For more than a century the Supreme Court ignored, eviscerated, and invalidated the Civil Rights Act of 1866 as well as other Reconstruction civil rights laws, but in Jones v. Alfred H. Mayer Co. (1968) the Supreme Court revived Section 1982 of the 1866 law, and eight years later in the case of Runyon v. McCrary (1976) the Supreme Court ruled that a private school that refused to admit black children had violated Section 1981's prohibition on the right to "make and enforce contracts" on a racially non-discriminatory basis. In Runyon the Supreme Court left open the question whether the law could be applied to a private school that practiced racial discrimination on account of religious belief. But in Bob Jones the Supreme Court closed that door, at least with respect to the denial of tax exemptions:
The governmental interest at stake here is compelling. ... The government has a fundamental, overriding interest in eradicating racial discrimination in education - discrimination that prevailed, with official approval, for the first 165 years of this Nation's constitutional history. That governmental interest substantially outweighs whatever burden denial of tax benefits places on petitioners' exercise of their religious beliefs. The interests asserted by petitioners cannot be accommodated with that compelling governmental interest ... and no "less restrictive means" ... are available to achieve the government's interest.Could Congress, at some time in the future, outlaw discrimination on the basis of sexual orientation in private schools and universities? Yes, and I hope it does. Would the I.R.S. then be justified in denying tax-exempt status to schools that discriminate on the basis of sexual orientation? Yes, it would. Would those laws violate the constitutional and statutory rights of religious schools under the First Amendment and the Religious Freedom Restoration Act? That would depend upon whether the government's interest in either prohibiting acts of private discrimination against gays and lesbians or declining to subsidize such acts outweighs the burden placed that would be placed upon an educational institution that loses its unqualified right to practice such discrimination. (Note that non-discrimination laws do not apply to churches themselves, not would they apply on behalf of persons performing "ministerial functions" at religious institutions such as schools or colleges.

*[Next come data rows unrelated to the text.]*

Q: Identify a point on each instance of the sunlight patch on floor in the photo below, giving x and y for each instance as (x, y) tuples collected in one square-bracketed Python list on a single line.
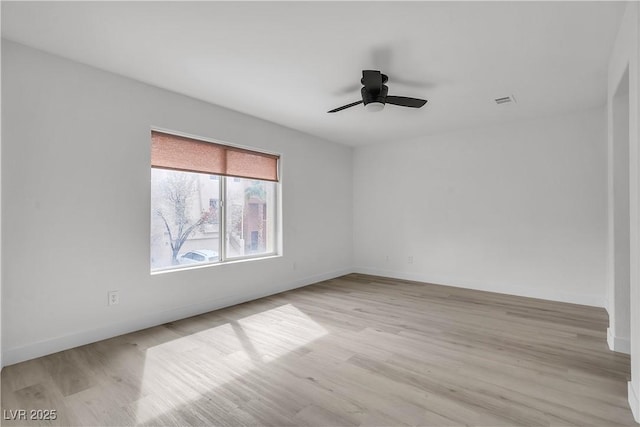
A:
[(179, 372)]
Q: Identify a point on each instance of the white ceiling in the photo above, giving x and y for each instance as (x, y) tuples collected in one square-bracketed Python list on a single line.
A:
[(290, 62)]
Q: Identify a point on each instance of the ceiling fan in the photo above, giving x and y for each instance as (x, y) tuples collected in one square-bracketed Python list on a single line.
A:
[(374, 94)]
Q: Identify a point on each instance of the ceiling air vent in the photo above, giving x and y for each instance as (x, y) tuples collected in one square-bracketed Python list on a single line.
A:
[(505, 100)]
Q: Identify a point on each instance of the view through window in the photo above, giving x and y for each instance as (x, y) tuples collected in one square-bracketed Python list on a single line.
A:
[(199, 218)]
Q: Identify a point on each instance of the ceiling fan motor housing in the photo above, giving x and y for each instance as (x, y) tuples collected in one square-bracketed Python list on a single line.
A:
[(368, 97)]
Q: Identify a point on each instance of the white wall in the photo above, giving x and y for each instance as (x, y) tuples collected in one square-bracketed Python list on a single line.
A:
[(517, 208), (618, 255), (625, 56), (75, 163)]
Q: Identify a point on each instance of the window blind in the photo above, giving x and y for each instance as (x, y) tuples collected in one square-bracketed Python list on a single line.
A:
[(192, 155)]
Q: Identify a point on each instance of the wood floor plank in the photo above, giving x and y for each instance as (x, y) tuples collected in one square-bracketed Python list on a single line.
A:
[(352, 351)]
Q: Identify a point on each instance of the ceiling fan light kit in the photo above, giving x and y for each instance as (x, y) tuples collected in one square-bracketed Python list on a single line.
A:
[(374, 94)]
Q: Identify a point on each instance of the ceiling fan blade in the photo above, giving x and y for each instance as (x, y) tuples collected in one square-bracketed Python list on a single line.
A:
[(372, 80), (403, 101), (344, 107)]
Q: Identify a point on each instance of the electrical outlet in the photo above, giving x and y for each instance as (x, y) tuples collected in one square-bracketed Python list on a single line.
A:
[(113, 297)]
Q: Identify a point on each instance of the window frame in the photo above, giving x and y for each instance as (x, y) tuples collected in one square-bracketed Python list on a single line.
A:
[(222, 206)]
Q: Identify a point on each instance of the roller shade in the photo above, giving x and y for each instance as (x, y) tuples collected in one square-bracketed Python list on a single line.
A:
[(192, 155)]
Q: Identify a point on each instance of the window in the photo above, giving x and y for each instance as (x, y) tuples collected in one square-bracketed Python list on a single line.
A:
[(210, 203)]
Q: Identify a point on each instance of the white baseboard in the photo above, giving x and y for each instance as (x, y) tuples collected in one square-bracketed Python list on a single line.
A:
[(53, 345), (618, 344), (634, 402), (573, 298)]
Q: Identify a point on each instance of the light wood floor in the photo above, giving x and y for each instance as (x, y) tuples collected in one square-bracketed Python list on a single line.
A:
[(357, 350)]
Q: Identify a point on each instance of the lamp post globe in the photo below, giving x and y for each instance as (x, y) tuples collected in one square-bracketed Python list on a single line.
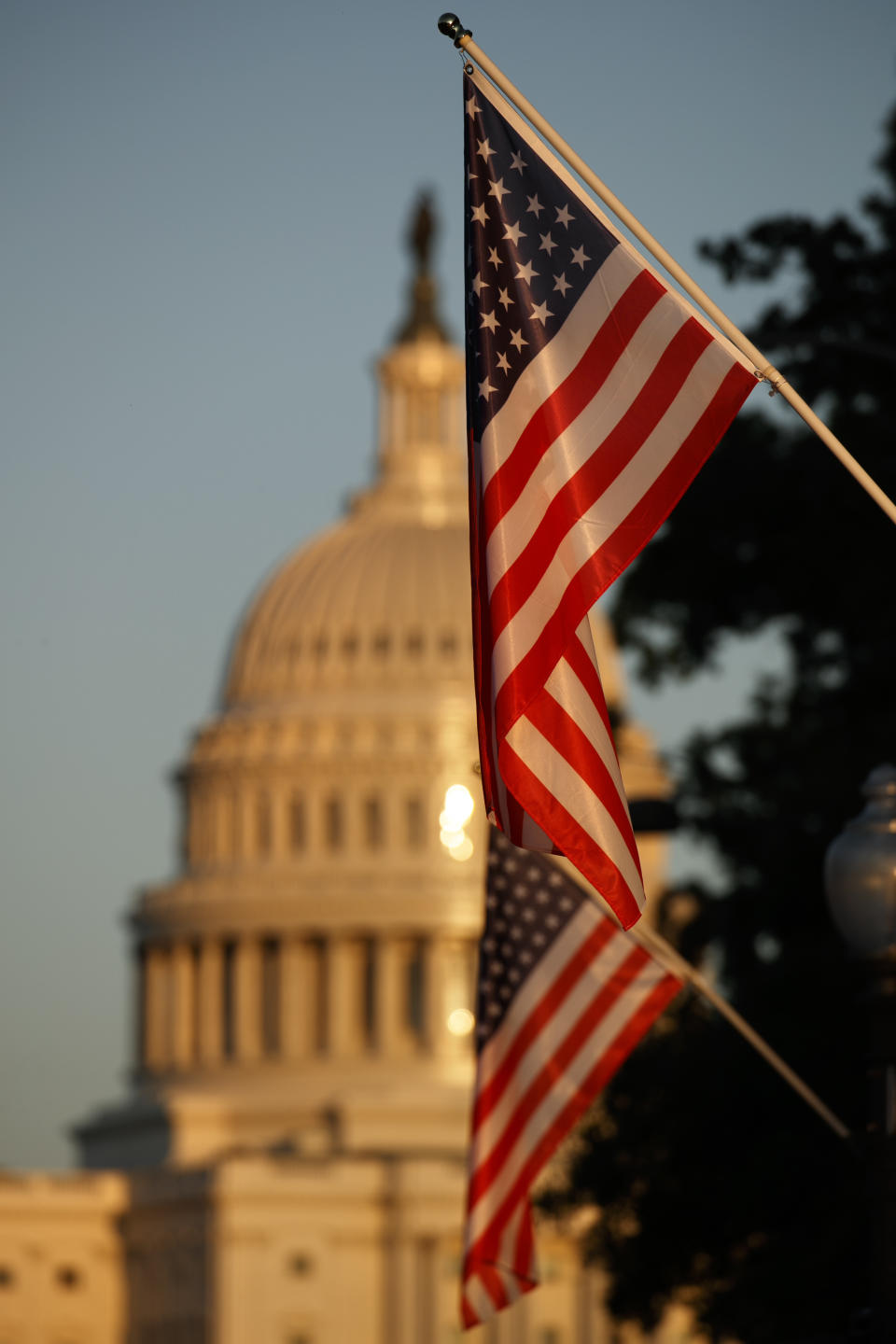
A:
[(860, 871), (860, 880)]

Churches discriminate on all kinds of grounds, including religion, gender, sexual orientation, ethnicity, disability, and race, and they still receive preferential tax treatment.)
But Congress has not yet acted to prohibit acts of private discrimination by schools and universities or any other private parties based on sexual orientation. Until it does, the courts are unlikely to hold that the I.R.S. has the power to deny tax exemptions to private schools and universities that engage in that conduct, however deplorable.